A decisão do Legislativo de reduzir penas e facilitar a progressão de regime não encerra a disputa jurídica sobre o tema. Para entrar em vigor, a norma ainda precisa ser promulgada e publicada. Caso o presidente Luiz Inácio Lula da Silva não o faça em até 48 horas, a atribuição passa ao presidente do Senado, Davi Alcolumbre.
Com a eventual vigência da lei, defesas de condenados poderão pedir revisão das penas com base no princípio da retroatividade da norma mais benéfica. Há expectativa de uma onda de pedidos judiciais, incluindo casos ligados ao ex-presidente Jair Bolsonaro.

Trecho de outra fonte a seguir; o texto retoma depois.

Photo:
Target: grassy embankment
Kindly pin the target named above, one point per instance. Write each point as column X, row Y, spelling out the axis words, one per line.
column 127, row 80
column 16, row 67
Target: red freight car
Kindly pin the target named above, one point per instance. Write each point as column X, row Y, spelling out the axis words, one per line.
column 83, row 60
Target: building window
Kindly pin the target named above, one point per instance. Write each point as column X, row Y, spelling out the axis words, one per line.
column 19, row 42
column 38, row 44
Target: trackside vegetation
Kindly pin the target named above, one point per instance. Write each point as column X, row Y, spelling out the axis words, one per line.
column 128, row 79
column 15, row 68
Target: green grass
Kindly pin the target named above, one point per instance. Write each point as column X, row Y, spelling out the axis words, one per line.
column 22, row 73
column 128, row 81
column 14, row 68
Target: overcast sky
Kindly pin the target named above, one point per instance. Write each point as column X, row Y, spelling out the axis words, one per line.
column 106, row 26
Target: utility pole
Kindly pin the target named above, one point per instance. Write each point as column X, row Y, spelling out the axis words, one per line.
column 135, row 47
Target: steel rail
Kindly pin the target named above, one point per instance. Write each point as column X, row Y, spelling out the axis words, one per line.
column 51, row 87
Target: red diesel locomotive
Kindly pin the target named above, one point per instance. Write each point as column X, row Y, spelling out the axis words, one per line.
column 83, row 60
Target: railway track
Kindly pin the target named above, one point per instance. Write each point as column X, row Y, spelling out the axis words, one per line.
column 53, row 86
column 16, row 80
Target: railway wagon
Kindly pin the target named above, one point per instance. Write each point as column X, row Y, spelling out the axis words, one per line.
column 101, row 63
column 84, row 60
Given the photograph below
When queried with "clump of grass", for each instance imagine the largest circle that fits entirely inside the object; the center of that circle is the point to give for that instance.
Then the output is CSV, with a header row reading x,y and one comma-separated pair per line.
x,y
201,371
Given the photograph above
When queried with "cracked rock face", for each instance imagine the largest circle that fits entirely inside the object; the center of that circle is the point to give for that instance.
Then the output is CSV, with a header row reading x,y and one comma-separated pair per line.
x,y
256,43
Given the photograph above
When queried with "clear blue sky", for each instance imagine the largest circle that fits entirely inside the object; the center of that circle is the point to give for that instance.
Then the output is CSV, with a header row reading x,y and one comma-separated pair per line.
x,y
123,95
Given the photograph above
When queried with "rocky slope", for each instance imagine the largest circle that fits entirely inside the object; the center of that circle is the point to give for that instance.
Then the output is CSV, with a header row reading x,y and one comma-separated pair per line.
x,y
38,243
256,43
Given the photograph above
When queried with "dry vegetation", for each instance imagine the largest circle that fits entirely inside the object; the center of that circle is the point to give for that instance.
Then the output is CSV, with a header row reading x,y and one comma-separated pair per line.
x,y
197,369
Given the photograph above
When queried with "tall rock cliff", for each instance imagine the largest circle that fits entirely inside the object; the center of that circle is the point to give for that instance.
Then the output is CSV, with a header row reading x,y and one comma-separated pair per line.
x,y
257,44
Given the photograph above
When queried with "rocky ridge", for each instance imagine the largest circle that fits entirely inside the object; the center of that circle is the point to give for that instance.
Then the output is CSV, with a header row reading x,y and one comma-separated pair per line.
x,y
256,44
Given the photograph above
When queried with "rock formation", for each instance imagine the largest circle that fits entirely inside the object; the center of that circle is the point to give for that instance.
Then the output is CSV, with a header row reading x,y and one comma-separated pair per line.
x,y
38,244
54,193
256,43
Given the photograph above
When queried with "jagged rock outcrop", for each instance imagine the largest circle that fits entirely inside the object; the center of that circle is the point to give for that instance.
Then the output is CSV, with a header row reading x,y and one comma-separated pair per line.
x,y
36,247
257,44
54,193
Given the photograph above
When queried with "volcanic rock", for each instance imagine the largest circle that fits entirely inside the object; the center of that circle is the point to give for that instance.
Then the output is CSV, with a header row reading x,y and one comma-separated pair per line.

Apesar disso, o texto deve ser contestado no Supremo. O governo avalia acionar a Corte por meio de instrumentos como ação direta de inconstitucionalidade (ADI) ou arguição de descumprimento de preceito fundamental (ADPF), sob o argumento de possível violação a princípios constitucionais.
Caso provocado, o STF poderá analisar tanto o conteúdo da lei quanto o processo de aprovação no Congresso. Um dos pontos em discussão é a decisão de separar trechos do projeto durante a votação, o que pode ser interpretado como irregularidade formal.
Antes do julgamento do mérito, os ministros podem conceder uma decisão liminar que suspenda os efeitos da lei. Na prática, isso impediria mudanças imediatas nas penas enquanto o caso é analisado, processo que pode se estender por anos.
Se a norma for considerada inconstitucional, os efeitos da mudança podem ser anulados. Caso contrário, abre-se caminho para a revisão de condenações já aplicadas.